I take great care of my equipment, using it normally sometimes daily, but never abused.

Has anyone experienced anything like this with your Leica lenses?
 
Both the aperture ring AND the focus ring blocked you say?:eek:
Foreign matter must have entered the lens. Dust or sand. Or was it very cold and was the lens full of condensation? In that case it could have simply frozen up.
 
Interesting, I'm quite meticulous when it comes to my equipment, It's blown out regularly and inspected before each shoot, coming from 25+ years of experience. It just strikes me as odd. I'm overnighting it to Leica and will test their ability to turn the lens around. I'm a member of other camera professional services but not yet a member of Leica's. I'll be sure to post the results of all of this.
 
I had the similar experience with my 35/1.4 ASPH last November when I was shooting in about 1-7 degree celsius in Japan. But it was only the distance ring that was locked. I had a feeling that it could be caused by very cold temperature condensing the lubricant inside. I could only rotate the distance ring to and from the near end but not to the infinity end. After 10 mins of trying without putting too much force, it was released and the whole throw was turnable. But the front part of the lens seemed to have loosen from the rotation.
The interesting thing was, when I took it to Schmidt, Hong Kong's sole distributor, asking if they could fix the loosening of the front part. They said the lens was okay and slight loosening was normal in many lenses. Knowing clearly how my lens should feel in years, I then took it to an individual technician in Central, Hong Kong. The man immediately spotted the loosening was abnormal and should be fixed. And finally got it fixed within a week.
 
Never seen that, but sometimes blowing out with compressed air can instead blow a particle deeper into the device, so it's risky. Can't think of anything that would affect both aperture and focus though. Strange. Good luck with the repair.
 
Maybe this?

Maybe this?

I had a related problem with a Noctilux (f1 version).

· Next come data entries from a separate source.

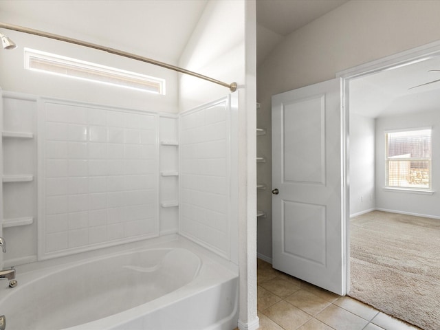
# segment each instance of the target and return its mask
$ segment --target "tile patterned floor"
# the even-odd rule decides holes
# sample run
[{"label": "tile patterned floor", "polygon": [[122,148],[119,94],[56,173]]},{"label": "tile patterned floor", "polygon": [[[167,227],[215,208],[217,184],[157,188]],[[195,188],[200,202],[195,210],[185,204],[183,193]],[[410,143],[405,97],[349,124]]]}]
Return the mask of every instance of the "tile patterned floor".
[{"label": "tile patterned floor", "polygon": [[260,330],[416,330],[350,297],[340,297],[258,259]]}]

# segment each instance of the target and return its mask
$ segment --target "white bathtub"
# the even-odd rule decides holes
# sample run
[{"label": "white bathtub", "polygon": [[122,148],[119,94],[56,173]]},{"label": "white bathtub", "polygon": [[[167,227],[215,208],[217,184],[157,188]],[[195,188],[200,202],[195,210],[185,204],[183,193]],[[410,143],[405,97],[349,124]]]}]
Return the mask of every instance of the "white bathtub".
[{"label": "white bathtub", "polygon": [[236,270],[184,239],[62,262],[18,267],[13,289],[0,282],[6,330],[236,327]]}]

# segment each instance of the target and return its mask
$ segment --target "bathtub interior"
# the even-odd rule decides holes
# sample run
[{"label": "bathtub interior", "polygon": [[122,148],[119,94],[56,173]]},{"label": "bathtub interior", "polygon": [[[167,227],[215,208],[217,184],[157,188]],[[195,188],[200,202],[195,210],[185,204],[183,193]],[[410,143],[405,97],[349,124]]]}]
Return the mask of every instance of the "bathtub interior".
[{"label": "bathtub interior", "polygon": [[[220,312],[221,304],[217,305],[217,302],[236,303],[234,296],[238,276],[230,270],[225,272],[217,262],[203,252],[201,254],[203,248],[197,250],[192,245],[179,238],[140,250],[23,274],[19,272],[19,287],[1,290],[4,298],[0,300],[0,311],[6,316],[7,329],[103,329],[119,324],[115,329],[170,330],[173,328],[169,322],[166,327],[157,327],[164,324],[161,321],[164,313],[177,315],[182,306],[169,311],[176,304],[186,306],[186,316],[191,312],[197,316],[201,309],[214,307],[217,311],[208,315],[214,313],[216,317],[204,322],[203,327],[193,327],[201,325],[196,322],[185,328],[185,323],[179,321],[182,329],[205,329],[217,319],[234,314],[231,311],[234,306],[222,307],[225,311]],[[223,291],[230,294],[223,297]],[[197,292],[205,296],[198,305]],[[195,301],[188,302],[187,299]],[[174,319],[165,318],[170,322]],[[194,322],[195,319],[190,318],[188,321]]]}]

A grub screw on the aperture adjusting barrel had worked loose (or not fitted correctly?). So the screw head was randomly binding under the focus ring. The grub screw in question goes through (and is part of) the aperture selection ring.

This meant that, under certain conditions, especially when I focussed toward infinity, the lens would change aperture (toward closed) as the focussing ring moved up the lens. It may not be your particular problem, but boy it had me underexposing something chronic and I couldn't for the life of me understand why.

The lens was returned for repair and all good since. :)

Hehe .... Nocti owners beware :eek:
An undocumented special feature perhaps?
 
This is why "cost cutting" is actually more expensive than spending the money to do things right. Companies that are forced to cut costs for the "shot term" shoot themselves on the foot long term.

I hope that industries and countries with a good tradition for quality craft stop snorting on the lure of "cheap" labor and costs and go back to their craft for what it's worth.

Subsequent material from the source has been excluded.